McGlone earned a Ph.D. in musicology from the University of Wisconsin-Madison, where she wrote about experimental musical spaces in New York City during the late 1960s. Her research and teaching interests incorporate urban geography, the sociology of music, music in everyday life and music as a force for social justice. 

“I love learning from students and challenging them to understand how social systems contribute to oppression, how identity formation occurs and how music and culture play a vital role in the way we relate to social systems,” McGlone says. “I hope this program motivates students to think about how they can give back in the future and how to make the most of their time here at Penn.”

The students from Penn gain a lot from these activities, too.

Nova Fallen, a freshman computer engineering major from Baltimore, is one of the students enrolled in the class. She says the seminar has allowed her form bonds with the students at Lea, and it has been rewarding to see the children improving.

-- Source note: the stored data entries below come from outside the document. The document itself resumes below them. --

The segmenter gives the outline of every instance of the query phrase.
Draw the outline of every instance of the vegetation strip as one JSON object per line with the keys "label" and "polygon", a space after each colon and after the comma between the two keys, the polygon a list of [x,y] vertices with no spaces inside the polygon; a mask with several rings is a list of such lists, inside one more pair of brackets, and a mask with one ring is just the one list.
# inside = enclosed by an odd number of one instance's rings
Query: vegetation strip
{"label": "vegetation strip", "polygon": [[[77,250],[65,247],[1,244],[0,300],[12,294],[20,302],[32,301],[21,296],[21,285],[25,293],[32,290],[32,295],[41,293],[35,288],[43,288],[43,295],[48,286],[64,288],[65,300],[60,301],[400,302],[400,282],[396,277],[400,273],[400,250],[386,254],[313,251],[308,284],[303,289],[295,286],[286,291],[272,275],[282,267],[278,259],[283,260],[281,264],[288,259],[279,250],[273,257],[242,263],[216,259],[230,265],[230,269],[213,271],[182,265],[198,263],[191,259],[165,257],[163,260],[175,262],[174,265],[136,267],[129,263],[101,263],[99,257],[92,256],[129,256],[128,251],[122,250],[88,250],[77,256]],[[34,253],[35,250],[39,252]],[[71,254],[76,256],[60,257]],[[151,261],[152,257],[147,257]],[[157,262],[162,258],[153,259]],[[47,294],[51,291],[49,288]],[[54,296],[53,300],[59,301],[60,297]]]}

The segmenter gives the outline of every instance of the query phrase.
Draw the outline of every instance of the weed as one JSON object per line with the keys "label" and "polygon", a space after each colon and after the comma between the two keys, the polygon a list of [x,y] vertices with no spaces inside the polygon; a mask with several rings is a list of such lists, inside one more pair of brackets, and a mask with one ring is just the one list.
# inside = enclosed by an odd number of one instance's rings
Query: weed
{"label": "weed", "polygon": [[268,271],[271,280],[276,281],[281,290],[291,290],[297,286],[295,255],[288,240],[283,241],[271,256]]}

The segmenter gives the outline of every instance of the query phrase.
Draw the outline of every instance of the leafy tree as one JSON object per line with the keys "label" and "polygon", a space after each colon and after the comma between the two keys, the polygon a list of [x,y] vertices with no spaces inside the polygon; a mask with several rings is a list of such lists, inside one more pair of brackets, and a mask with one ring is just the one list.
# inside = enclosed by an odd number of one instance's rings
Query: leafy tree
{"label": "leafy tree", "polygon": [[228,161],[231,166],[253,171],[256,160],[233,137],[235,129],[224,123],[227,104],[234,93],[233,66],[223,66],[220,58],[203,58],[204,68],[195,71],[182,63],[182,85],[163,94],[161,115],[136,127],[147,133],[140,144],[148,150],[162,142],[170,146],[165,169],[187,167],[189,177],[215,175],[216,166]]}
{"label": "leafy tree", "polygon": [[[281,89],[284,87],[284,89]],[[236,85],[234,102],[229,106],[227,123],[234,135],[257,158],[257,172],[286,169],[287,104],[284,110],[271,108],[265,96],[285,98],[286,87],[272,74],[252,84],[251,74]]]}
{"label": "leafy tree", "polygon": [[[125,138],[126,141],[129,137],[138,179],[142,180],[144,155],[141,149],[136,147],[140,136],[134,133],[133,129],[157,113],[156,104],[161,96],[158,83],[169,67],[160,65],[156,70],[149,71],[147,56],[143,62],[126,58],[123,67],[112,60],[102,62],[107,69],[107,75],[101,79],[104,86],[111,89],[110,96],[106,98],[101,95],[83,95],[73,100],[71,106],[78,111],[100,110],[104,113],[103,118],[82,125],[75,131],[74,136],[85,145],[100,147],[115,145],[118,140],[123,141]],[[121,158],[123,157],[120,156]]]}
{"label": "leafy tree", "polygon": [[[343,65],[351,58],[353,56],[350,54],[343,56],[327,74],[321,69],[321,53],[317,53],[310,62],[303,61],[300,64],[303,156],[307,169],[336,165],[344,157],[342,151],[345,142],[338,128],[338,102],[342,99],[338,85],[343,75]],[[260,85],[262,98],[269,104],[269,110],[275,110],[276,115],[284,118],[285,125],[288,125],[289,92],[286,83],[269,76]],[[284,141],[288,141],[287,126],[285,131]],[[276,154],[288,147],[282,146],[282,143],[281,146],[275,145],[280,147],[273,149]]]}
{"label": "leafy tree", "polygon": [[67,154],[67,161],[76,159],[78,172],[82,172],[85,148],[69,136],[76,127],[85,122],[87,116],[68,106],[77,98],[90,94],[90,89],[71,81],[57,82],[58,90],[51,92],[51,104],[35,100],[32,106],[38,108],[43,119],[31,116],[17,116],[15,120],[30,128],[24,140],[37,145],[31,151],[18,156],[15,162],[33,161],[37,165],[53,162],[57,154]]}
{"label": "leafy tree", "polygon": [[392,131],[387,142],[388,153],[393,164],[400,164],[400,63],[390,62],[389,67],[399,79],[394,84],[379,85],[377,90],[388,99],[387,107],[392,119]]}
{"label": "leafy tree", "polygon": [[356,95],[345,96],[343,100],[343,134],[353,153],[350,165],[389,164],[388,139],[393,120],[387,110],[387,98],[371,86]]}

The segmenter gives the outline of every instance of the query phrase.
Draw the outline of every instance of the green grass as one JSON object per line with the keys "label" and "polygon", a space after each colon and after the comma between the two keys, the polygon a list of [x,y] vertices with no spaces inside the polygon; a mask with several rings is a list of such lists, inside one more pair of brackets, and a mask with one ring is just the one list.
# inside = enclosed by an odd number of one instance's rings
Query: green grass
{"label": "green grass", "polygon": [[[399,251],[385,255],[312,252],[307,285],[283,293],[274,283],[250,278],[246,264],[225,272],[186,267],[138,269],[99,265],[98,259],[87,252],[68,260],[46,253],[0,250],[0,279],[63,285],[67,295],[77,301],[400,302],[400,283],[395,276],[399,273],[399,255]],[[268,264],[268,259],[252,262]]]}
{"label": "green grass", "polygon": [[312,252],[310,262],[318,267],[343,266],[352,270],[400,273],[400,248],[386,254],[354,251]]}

But, just as important, the class has given her a way to engage with the community and feel more at home in Philadelphia.

“It has expanded my views beyond my major, giving me a wider perspective,” Fallen says. “Our course discussions, as well as my experiences at Lea, made me think more deeply about how we view class and urban areas and how we can challenge stereotypes.”

McGlone says she applauds programs that emphasize engaged student learning, strong community connections and social responsibility.

“My goal is to work with students to engage deeply with the world around them, challenge their assumptions and to work towards giving back to the communities in which they live,” she says.